Garden peonies will become less robust if their tubers are over crowded. Every ten to fifteen years when blooms become smaller and less prolific, you will need to divide your peony's tubers in the early fall. Carefully dig up your peony and try to not break off the roots as much as possible. Wash off the tubers and inspect them for any signs of disease or rot. Separate tubers with a sharp clean knife. Replant tubers with three to five eyes, since smaller tubers will take longer to bloom.

Disease and Pest Prevention

Avoid damage to your peonies from disease and pests by taking preventive measures before your plants become infected. While most peonies are disease resistant, fungus can attack them. Avoid this problem by watering around the base of your peonies in the morning. Water that sits on the leaves during the night can become a breeding ground for fungus. Also, be sure to remove all brown foliage during the fall so disease and pests will not carry over from the previous season.

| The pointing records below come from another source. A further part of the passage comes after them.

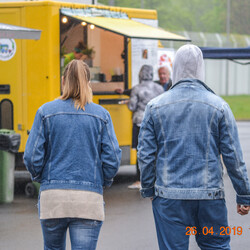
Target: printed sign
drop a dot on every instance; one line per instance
(7, 49)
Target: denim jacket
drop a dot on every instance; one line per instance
(72, 149)
(183, 135)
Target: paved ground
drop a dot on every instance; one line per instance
(129, 221)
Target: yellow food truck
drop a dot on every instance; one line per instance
(117, 42)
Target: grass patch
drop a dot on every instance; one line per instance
(240, 106)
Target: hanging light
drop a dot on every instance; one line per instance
(64, 19)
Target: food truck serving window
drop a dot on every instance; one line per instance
(104, 44)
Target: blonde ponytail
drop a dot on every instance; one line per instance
(76, 84)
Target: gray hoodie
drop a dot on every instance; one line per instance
(188, 63)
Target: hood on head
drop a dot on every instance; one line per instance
(146, 73)
(188, 63)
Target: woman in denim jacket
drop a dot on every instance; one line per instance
(72, 151)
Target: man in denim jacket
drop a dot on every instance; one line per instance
(183, 135)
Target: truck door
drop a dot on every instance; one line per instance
(11, 80)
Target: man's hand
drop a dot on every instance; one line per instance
(242, 210)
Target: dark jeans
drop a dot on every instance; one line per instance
(175, 220)
(83, 233)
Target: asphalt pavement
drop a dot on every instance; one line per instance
(129, 223)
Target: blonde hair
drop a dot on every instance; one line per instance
(76, 85)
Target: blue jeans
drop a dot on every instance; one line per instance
(176, 220)
(83, 233)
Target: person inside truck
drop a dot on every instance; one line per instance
(164, 78)
(76, 54)
(140, 95)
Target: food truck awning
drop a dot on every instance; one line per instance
(226, 53)
(17, 32)
(130, 28)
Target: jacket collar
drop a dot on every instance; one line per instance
(193, 81)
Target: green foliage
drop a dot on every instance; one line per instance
(240, 106)
(195, 15)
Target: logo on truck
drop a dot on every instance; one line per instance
(7, 49)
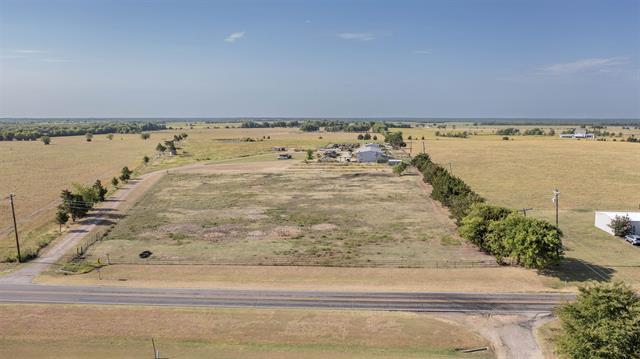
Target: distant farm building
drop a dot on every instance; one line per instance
(370, 153)
(603, 219)
(578, 133)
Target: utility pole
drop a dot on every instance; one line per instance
(15, 227)
(555, 199)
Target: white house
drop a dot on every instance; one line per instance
(603, 219)
(370, 153)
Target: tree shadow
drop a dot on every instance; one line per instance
(578, 270)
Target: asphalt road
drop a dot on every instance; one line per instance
(384, 301)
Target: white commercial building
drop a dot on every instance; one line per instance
(603, 219)
(370, 153)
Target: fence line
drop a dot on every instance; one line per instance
(307, 263)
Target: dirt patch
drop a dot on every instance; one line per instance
(286, 231)
(323, 227)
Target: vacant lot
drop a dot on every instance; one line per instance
(590, 175)
(303, 215)
(74, 331)
(36, 174)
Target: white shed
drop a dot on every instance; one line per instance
(603, 219)
(370, 153)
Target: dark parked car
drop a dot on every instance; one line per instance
(633, 239)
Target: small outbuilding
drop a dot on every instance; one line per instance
(370, 153)
(603, 219)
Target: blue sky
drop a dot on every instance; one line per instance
(472, 58)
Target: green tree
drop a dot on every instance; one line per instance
(62, 217)
(125, 174)
(74, 204)
(171, 147)
(160, 148)
(603, 323)
(526, 241)
(399, 168)
(621, 225)
(100, 190)
(475, 225)
(394, 139)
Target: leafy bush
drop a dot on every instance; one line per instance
(604, 322)
(475, 226)
(526, 241)
(621, 225)
(394, 139)
(399, 168)
(448, 189)
(530, 242)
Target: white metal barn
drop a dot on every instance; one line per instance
(370, 153)
(603, 219)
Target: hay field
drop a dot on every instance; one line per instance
(36, 174)
(523, 172)
(79, 331)
(305, 215)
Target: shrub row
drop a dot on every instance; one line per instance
(31, 132)
(448, 189)
(507, 235)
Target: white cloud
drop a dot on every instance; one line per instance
(55, 60)
(235, 36)
(357, 36)
(28, 51)
(585, 65)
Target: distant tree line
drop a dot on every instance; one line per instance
(536, 131)
(34, 131)
(328, 125)
(461, 134)
(507, 235)
(269, 124)
(78, 202)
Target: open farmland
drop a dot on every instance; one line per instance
(305, 214)
(71, 331)
(36, 174)
(522, 173)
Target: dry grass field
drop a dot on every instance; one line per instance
(78, 331)
(306, 214)
(36, 174)
(522, 173)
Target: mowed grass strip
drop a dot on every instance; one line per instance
(80, 331)
(36, 174)
(295, 216)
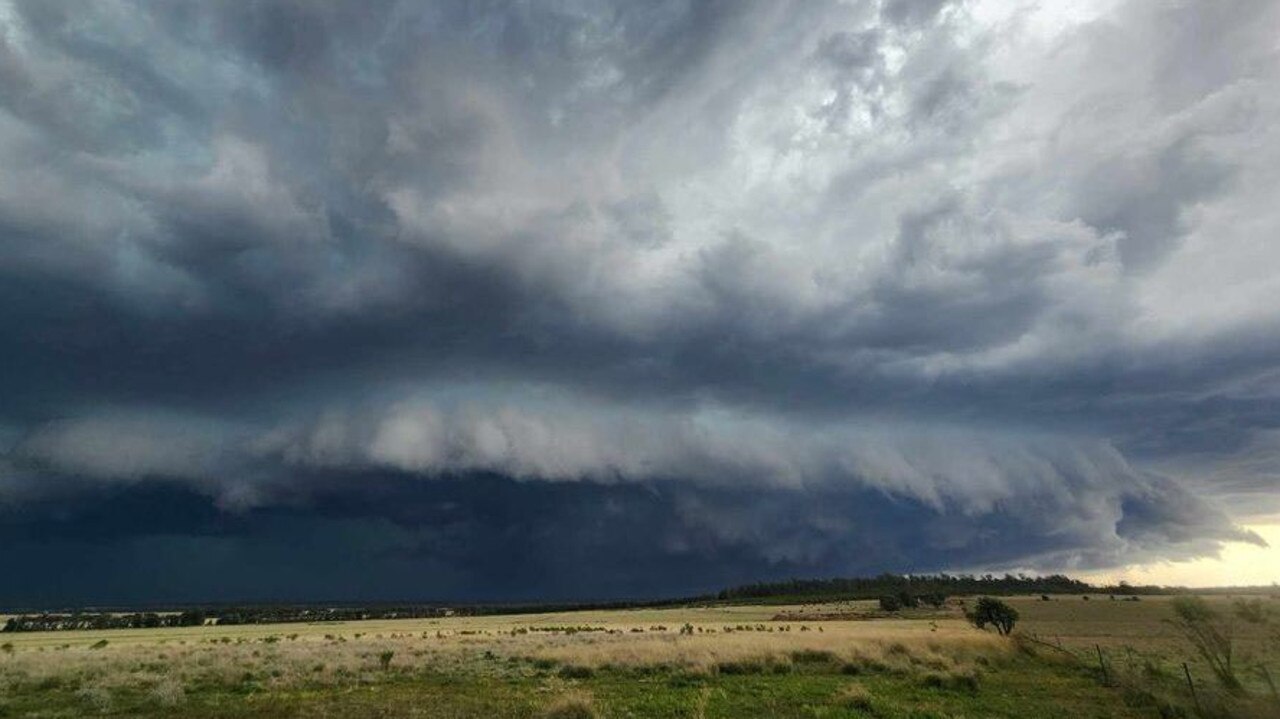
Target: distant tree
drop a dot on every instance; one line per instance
(990, 610)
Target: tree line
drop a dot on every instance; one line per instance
(920, 586)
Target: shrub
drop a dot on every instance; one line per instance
(855, 696)
(991, 610)
(169, 692)
(574, 672)
(571, 706)
(933, 599)
(812, 656)
(1210, 635)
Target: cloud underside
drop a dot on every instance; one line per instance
(722, 291)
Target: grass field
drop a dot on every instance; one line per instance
(844, 659)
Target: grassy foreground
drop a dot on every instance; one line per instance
(813, 660)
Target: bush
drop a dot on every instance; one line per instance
(1211, 636)
(991, 610)
(572, 672)
(855, 696)
(571, 706)
(933, 599)
(812, 656)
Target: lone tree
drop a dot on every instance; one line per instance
(993, 612)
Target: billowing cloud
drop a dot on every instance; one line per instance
(990, 269)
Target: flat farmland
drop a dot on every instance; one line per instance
(827, 659)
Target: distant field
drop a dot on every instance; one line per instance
(835, 659)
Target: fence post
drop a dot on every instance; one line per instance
(1266, 674)
(1191, 686)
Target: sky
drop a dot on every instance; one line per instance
(374, 300)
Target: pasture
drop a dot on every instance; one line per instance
(835, 659)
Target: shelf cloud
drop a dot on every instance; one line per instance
(657, 296)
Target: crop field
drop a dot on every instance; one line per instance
(836, 659)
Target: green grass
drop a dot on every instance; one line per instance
(484, 667)
(1019, 686)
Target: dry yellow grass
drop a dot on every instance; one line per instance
(161, 662)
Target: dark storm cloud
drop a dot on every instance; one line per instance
(1002, 271)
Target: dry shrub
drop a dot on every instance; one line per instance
(96, 696)
(855, 696)
(571, 705)
(169, 692)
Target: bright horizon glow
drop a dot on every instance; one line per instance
(1239, 564)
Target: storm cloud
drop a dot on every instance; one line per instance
(577, 300)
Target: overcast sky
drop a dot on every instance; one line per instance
(466, 300)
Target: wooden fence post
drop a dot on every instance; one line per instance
(1191, 686)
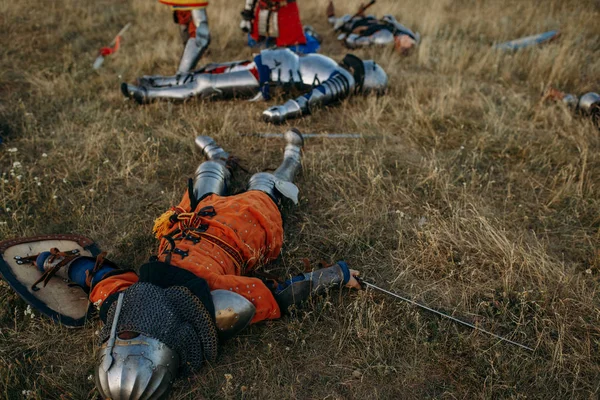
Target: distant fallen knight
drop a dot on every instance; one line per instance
(587, 104)
(169, 320)
(361, 30)
(323, 81)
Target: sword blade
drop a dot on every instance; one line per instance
(443, 315)
(312, 135)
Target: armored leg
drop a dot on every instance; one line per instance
(212, 176)
(176, 80)
(279, 184)
(195, 46)
(231, 84)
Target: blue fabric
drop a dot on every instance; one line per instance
(345, 270)
(320, 87)
(312, 44)
(287, 283)
(77, 272)
(264, 76)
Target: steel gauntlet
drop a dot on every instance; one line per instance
(298, 289)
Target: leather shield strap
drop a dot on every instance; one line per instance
(81, 240)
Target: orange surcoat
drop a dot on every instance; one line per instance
(245, 232)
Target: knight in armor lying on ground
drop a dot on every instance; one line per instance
(192, 19)
(276, 23)
(324, 81)
(365, 31)
(167, 320)
(587, 105)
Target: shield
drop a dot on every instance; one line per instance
(65, 304)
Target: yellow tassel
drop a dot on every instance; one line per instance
(162, 224)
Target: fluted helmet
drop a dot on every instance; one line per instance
(153, 335)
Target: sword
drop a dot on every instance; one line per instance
(366, 285)
(312, 135)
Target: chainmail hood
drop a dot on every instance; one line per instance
(174, 316)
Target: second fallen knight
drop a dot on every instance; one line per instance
(324, 80)
(167, 321)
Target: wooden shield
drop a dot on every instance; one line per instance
(65, 304)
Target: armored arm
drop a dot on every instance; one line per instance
(298, 289)
(337, 87)
(248, 16)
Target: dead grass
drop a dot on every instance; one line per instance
(474, 198)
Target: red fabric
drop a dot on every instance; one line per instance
(251, 224)
(290, 26)
(185, 18)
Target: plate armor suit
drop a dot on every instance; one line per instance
(365, 31)
(587, 105)
(323, 81)
(169, 319)
(193, 26)
(278, 20)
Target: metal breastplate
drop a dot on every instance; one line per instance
(284, 65)
(316, 69)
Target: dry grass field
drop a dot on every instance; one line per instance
(472, 197)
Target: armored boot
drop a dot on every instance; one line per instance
(213, 175)
(280, 183)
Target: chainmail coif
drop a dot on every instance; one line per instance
(174, 316)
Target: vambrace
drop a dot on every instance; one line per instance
(336, 88)
(196, 46)
(300, 288)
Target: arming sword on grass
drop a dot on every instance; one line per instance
(366, 285)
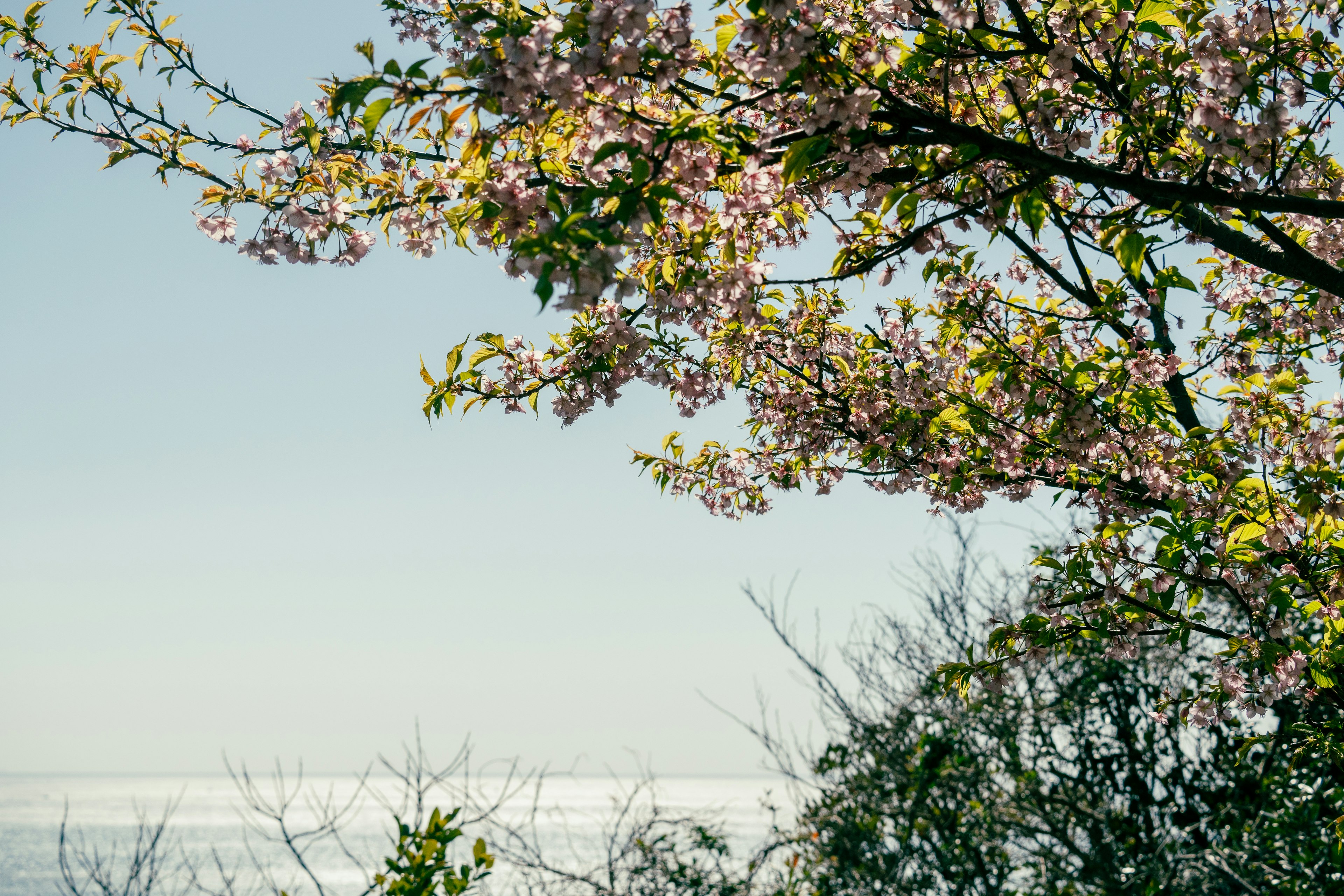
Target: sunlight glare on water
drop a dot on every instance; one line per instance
(573, 812)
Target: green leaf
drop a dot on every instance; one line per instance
(723, 37)
(374, 115)
(1154, 29)
(908, 209)
(1129, 253)
(482, 355)
(611, 149)
(455, 358)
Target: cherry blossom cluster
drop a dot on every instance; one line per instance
(1041, 194)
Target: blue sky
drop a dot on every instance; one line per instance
(226, 526)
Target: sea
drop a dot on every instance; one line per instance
(569, 819)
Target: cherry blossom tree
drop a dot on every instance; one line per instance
(1124, 213)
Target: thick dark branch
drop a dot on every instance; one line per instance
(917, 127)
(1297, 265)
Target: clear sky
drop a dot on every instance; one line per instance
(226, 526)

If your plant does become infected, remove and burn the damage foliage. Then treat the plant and surrounding plants with a fungicide spray. However, if your peony continues to show signs of disease, it is best to remove and destroy your plant before it infects your other peonies. Before you replant with another peony, treat the ground for fungus.

If your peony is not thriving, examine the roots to see if they are damaged. Peonies are susceptible to rot if they sit in water for too long. If the roots appear knotty with abnormal growths, nematodes have probably infested the roots and zapped the plants energy sources. In both cases, it is best to toss the plant.

With proper care, peonies will provide generation of blooms in your garden.